Ma il fronte critico nei sui confronti è molto più ampio. Non ci va leggero sul piano dei contenuti neanche il leader dei Socialisti al Parlamento Ue, Udo Bullmann, riferendo del suo recente viaggio a Catania durante lo stallo sulla Sea Watch: «Non è questa l’Italia che conosciamo, l’Italia che conosciamo è quella di Spinelli». Sull’immigrazione anche il presidente dell’Eurocamera Antonio Tajani, ha chiesto al capo del governo «un ulteriore impegno nelle prossime riunioni del Consiglio affinché vengano accettate le proposte del Parlamento Ue, magari trovando qualche compromesso sulla riforma di Dublino».

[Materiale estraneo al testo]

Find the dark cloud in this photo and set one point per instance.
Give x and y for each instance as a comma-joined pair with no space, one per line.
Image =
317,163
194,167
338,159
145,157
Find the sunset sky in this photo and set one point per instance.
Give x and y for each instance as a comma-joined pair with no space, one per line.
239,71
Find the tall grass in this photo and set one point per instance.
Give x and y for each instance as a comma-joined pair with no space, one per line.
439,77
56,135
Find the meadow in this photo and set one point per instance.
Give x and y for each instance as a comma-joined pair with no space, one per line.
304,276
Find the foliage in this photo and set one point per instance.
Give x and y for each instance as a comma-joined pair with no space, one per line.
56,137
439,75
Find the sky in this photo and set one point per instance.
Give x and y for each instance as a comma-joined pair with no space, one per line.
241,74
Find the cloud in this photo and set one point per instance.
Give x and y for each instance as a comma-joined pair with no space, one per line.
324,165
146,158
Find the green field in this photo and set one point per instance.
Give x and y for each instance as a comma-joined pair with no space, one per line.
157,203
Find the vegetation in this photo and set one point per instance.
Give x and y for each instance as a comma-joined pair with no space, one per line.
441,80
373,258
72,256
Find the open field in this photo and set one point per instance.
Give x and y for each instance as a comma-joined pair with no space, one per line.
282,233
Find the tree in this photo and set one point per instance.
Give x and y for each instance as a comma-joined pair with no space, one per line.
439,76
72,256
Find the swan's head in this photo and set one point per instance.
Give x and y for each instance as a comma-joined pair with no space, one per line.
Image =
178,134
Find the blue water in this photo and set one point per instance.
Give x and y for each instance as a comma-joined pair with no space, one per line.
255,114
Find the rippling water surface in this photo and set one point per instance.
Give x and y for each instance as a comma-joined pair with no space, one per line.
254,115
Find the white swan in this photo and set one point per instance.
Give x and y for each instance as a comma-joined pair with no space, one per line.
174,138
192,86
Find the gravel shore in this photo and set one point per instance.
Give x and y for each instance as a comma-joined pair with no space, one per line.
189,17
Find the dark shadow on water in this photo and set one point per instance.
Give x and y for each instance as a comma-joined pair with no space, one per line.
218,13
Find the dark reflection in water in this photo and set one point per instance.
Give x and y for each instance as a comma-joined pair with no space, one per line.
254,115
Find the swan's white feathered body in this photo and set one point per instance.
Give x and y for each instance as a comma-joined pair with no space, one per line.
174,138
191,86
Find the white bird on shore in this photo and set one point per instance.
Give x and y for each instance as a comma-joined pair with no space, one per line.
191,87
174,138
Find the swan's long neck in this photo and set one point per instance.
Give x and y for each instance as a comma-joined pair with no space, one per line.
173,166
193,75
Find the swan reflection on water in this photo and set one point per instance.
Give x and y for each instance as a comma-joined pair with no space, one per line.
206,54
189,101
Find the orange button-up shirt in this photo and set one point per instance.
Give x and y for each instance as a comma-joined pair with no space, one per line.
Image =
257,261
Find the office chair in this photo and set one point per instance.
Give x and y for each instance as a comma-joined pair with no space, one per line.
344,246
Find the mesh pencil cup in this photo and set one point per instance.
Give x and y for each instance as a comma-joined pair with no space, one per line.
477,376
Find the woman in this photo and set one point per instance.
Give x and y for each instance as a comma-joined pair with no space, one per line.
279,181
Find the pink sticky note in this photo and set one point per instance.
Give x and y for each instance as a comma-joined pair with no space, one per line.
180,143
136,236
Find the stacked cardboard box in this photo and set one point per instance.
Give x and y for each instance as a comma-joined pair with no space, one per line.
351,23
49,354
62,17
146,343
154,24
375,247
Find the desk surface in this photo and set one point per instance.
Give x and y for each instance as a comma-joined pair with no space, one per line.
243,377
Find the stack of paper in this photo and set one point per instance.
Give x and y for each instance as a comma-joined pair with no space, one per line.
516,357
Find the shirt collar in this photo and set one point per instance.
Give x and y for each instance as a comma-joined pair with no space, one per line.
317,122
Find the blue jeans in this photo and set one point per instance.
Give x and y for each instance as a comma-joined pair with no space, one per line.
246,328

Conte, tuttavia, ha difeso la linea dura dei gialloverdi: «Il mio governo ha deciso una linea di maggiore rigore, lo diciamo a testa alta perché abbiamo ritenuto che questa fosse l’unica strada efficace». Forse meno effervescenti, ma comunque severe anche le parole del presidente del gruppo Ppe, Manfred Weber: «La mancanza della crescita è una vostra responsabilità», dice dopo aver definito «buono» il bilaterale con Conte. Durante la giornata diversi esponenti del Ppe, attraverso il premier, hanno mandato messaggi a Salvini: «Mai un accordo con lui dopo le Europee».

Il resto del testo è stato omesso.